Although France took responsibility for ta bling the «French» Proposal, no French scientist ever stepped forward to claim it as their own. Indeed, it is doubtful whether the proposal was ever even translated into French.
«When the French government first made the proposal, we received it in the form of a circular letter faxed from the IWC Secretariat in Cambridge,» recalled Japan’s IWC commissioner, Kazuo Shima (Science & Technology in Japan, April 1994).
«So the next time I was in Paris, I asked for a clear copy of the English version, but they couldn’t give me one because all they had was the same faxed copy I had! So then I said to them, “The French people are very proud of their language, so the original of the proposal must surely have been written in French,” but they didn’t have that either!»
Meanwhile, all questions relating to the proposal in the IWC’s Scientific Committee were being handled by Sidney Holt of the International Fund for Animal Welfare (IFAW), leading the Harpoon to suspect Holt was the true author of the document. Our suspicions seemed to be confirmed last October when IFAW gave Holt a special award for playing a «critical, positive role ... to establish a Southern Ocean Whale Sanctuary» (see «IFAW Recognises ...»).
In the Dark
Belatedly, the Harpoon has now learned that in June 1994, less than a month after the sanctuary was voted through by the IWC, Greenpeace UK director Peter Melchett wrote to his members: «This sanctuary was first proposed by Greenpeace a few years ago. It was formally proposed to the IWC by the French Government, at Greenpeace’s request.»
Why had Greenpeace, in whose vocabulary «humble» does not exist, never broadcast this fact to the media and reaped the accolades? Presumably because the green points became the property of the French government as its reward for acquiescing.
Yet in a documentary aired last September on the TV station France 2, entitled «Greenpeace, les Commandes de l’Ecologie», a former French Environmental Minister makes no bones about his country’s role in the biggest pseudo-scientific hoax ever perpetrated at the IWC. «We had a deal,» he says. «Greenpeace and France had a deal to save the whales. The scientific arguments of France were partly written by Greenpeace. Then we presented it at the IWC.»
Payback Time
Which still leaves one question hanging: Why France?

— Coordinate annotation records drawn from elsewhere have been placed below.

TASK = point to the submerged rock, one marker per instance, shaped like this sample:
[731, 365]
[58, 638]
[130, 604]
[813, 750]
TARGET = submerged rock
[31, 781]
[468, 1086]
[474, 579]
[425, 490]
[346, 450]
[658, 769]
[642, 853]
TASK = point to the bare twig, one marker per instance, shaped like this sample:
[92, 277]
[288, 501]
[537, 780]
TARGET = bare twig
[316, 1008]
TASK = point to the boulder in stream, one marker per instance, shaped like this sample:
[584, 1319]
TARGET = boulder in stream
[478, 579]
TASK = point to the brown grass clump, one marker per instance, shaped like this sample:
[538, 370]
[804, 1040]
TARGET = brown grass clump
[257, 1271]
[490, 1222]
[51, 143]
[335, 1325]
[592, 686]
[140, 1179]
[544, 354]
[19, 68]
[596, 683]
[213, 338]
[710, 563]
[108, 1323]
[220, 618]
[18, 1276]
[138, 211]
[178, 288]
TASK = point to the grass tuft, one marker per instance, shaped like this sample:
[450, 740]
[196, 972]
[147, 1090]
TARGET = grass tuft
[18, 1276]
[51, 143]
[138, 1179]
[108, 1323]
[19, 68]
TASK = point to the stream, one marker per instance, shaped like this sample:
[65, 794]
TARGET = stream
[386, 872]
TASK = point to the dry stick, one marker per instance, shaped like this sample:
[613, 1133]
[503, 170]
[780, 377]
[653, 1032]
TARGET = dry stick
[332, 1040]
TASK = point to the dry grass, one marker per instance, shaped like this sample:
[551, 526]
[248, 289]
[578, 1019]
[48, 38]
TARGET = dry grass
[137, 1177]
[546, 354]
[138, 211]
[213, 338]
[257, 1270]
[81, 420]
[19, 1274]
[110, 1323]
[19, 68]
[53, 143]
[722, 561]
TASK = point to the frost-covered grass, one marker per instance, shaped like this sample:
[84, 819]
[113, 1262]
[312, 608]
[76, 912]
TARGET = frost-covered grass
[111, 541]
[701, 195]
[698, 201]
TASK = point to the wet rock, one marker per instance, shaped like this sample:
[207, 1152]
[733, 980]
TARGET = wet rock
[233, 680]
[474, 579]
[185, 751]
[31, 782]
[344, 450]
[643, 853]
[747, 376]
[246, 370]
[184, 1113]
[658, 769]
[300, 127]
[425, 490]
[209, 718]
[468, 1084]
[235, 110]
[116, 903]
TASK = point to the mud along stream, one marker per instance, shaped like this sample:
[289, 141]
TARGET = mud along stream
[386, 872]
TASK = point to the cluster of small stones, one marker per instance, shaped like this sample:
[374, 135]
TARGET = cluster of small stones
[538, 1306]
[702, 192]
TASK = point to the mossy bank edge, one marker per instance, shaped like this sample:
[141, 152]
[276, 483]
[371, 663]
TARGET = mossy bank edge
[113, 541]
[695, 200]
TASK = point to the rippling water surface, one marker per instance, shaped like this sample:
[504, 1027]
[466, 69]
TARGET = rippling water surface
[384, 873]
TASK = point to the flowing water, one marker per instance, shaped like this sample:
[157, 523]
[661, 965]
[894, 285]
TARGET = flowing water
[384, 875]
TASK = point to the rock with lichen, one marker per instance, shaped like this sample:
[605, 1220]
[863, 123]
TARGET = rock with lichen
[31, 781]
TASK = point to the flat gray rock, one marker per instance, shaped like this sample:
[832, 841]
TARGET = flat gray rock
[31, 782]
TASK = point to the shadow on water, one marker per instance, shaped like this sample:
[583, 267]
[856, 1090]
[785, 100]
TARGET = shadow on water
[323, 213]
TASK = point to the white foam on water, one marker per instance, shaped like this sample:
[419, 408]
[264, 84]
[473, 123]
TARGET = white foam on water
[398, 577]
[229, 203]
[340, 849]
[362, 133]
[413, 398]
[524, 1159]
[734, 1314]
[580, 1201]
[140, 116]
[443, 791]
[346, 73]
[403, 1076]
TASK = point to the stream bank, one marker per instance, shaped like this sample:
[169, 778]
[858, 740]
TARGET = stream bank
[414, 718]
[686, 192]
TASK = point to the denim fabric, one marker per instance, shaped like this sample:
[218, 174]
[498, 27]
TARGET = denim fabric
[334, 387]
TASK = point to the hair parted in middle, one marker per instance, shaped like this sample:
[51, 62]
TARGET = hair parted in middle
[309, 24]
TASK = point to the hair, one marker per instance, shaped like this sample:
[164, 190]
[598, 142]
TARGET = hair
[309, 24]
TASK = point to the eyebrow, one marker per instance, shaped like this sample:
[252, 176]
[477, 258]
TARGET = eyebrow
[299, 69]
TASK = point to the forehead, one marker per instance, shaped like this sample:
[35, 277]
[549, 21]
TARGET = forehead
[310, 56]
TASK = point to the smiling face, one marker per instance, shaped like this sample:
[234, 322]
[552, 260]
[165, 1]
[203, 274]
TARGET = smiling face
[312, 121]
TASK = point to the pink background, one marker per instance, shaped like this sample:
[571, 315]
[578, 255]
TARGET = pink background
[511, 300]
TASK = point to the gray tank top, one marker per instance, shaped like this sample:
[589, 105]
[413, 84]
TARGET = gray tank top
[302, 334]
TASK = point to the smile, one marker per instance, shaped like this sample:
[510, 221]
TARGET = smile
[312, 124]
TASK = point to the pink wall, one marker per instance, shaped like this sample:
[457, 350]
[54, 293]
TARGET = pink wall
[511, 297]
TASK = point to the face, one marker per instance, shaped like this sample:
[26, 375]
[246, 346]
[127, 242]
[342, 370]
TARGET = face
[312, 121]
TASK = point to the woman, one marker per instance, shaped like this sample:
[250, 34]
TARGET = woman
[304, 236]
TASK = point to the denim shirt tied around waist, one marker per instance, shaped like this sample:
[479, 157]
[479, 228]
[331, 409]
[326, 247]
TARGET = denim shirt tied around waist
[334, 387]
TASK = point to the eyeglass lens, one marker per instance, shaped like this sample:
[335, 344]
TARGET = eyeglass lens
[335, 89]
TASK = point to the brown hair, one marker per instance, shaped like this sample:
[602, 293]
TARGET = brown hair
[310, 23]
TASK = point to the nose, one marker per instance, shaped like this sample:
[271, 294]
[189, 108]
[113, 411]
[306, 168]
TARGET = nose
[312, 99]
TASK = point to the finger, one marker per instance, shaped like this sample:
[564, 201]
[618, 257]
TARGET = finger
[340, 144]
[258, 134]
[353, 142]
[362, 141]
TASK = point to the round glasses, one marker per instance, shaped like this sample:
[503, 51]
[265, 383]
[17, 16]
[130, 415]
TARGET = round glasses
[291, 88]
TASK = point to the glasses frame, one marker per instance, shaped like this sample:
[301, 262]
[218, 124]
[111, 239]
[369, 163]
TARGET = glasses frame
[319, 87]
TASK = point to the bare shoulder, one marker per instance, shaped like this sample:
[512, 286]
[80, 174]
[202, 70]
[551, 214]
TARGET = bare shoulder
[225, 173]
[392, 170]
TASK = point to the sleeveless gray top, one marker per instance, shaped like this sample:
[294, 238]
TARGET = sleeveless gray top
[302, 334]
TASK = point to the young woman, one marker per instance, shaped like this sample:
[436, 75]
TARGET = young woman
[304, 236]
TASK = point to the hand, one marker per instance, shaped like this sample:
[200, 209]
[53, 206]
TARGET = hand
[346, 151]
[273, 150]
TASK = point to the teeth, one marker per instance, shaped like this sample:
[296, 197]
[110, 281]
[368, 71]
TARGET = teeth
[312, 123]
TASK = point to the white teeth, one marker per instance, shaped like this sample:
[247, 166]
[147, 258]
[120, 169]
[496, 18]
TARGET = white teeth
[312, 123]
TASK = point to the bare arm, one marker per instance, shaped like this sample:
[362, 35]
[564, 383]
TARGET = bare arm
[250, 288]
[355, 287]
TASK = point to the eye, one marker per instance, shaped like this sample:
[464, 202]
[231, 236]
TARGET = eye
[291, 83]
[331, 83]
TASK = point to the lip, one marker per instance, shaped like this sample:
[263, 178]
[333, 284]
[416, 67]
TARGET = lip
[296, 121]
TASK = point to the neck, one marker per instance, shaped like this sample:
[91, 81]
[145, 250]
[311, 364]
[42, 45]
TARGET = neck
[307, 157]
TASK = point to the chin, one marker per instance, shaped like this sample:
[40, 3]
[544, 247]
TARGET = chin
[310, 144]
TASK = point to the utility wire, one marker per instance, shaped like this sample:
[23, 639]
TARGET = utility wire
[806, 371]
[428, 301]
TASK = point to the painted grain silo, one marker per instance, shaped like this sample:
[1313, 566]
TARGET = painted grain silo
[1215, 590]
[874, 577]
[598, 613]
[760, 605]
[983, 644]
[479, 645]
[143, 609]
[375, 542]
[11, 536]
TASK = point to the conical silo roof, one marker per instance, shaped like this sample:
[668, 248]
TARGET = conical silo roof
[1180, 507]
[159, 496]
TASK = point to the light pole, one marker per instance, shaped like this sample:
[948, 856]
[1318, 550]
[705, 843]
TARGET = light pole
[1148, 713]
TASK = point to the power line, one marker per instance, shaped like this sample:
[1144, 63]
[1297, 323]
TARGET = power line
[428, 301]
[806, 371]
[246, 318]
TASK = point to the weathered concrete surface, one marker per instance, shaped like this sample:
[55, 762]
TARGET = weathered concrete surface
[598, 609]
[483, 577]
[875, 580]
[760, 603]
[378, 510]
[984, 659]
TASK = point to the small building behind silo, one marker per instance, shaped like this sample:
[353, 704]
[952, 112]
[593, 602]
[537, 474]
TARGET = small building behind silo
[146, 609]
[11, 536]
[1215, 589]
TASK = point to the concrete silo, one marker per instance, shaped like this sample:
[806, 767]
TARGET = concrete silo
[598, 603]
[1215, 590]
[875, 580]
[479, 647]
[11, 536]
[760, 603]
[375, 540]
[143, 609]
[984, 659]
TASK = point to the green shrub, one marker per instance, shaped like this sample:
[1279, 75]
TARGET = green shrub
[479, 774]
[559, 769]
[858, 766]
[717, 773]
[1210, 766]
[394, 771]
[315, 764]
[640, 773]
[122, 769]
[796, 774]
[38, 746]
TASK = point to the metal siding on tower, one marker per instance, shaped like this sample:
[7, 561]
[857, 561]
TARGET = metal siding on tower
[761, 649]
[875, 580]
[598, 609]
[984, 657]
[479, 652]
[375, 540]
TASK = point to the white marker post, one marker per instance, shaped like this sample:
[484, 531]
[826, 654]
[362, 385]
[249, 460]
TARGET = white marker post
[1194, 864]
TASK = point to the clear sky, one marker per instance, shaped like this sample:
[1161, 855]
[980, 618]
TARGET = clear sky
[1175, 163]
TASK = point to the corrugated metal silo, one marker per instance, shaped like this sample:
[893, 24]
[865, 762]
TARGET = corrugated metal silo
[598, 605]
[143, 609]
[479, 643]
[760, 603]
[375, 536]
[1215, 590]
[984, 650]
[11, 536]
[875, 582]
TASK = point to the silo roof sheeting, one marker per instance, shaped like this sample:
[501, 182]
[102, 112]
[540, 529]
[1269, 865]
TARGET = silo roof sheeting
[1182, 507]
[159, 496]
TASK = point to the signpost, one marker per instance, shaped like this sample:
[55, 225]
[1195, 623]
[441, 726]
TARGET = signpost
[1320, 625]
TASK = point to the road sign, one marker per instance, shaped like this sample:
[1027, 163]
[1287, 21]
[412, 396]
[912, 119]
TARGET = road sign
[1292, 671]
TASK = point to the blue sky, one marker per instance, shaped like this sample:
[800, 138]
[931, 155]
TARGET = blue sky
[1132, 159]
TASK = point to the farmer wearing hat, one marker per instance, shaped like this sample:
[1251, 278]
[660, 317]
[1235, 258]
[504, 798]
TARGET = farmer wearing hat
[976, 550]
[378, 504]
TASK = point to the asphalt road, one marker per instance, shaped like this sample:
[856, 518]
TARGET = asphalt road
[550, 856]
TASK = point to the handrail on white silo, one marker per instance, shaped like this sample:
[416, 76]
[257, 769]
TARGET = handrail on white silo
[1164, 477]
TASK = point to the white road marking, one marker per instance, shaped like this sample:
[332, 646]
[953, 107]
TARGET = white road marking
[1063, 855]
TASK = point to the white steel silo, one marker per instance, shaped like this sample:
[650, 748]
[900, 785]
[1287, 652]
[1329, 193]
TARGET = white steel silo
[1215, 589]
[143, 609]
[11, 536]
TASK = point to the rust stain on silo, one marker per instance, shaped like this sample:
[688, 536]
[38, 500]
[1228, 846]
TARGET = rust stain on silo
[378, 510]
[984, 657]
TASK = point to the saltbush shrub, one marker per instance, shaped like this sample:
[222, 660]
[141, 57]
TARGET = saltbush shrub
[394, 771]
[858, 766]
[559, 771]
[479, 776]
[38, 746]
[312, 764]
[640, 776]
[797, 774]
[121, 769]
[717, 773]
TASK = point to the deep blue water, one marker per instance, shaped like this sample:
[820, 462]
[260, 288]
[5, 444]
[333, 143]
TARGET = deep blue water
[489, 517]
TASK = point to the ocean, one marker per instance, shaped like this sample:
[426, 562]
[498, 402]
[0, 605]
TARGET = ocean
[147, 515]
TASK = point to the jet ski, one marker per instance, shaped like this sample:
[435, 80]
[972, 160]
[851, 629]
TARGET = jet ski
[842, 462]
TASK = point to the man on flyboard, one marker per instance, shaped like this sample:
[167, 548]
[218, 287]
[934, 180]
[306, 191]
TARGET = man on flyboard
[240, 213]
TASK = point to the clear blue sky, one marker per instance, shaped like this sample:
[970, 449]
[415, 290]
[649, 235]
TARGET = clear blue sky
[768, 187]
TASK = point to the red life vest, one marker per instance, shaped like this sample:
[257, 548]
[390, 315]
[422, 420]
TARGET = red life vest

A possible clue was presented to the Harpoon in 1994 by a member of the IWC’s Scientific Committee, on condition he remain anonymous.
Asked to comment on Holt’s role in promoting the sanctuary proposal, he replied: «Although I find it intolerable when Sidney poses as a scientist while practicing politics, he is an extremely intelligent guy. He may have been behind the French proposal in concept, but in execution it was a New Zealand job. Sidney would never have written anything that stupid.»
New Zealand?
«New Zealand is still really pissed off at France for the bombing of the Rainbow Warrior,» he said. «You guys should look into that one further. It’s a good story if you ever get close to the truth.»
With no evidence linking Greenpeace or New Zealand to the sanctuary proposal, Harpoon put this interview on hold. With the latest revelations, however, the notion of France paying retribution for sinking the Greenpeace flagship rings a little truer.
In 1985, while en route to protest French nuclear tests in the South Pacific, the Rainbow Warrior was sunk in Auckland by the French secret service, killing one crewmember. New Zealand’s fury knew no bounds. First, it failed to extradite the French agents. Then the agents were found guilty in France but released after serving only token sentences.
Did France agree to table the sanctuary proposal under duress, either from Greenpeace or New Zealand? No better explanation has yet presented itself.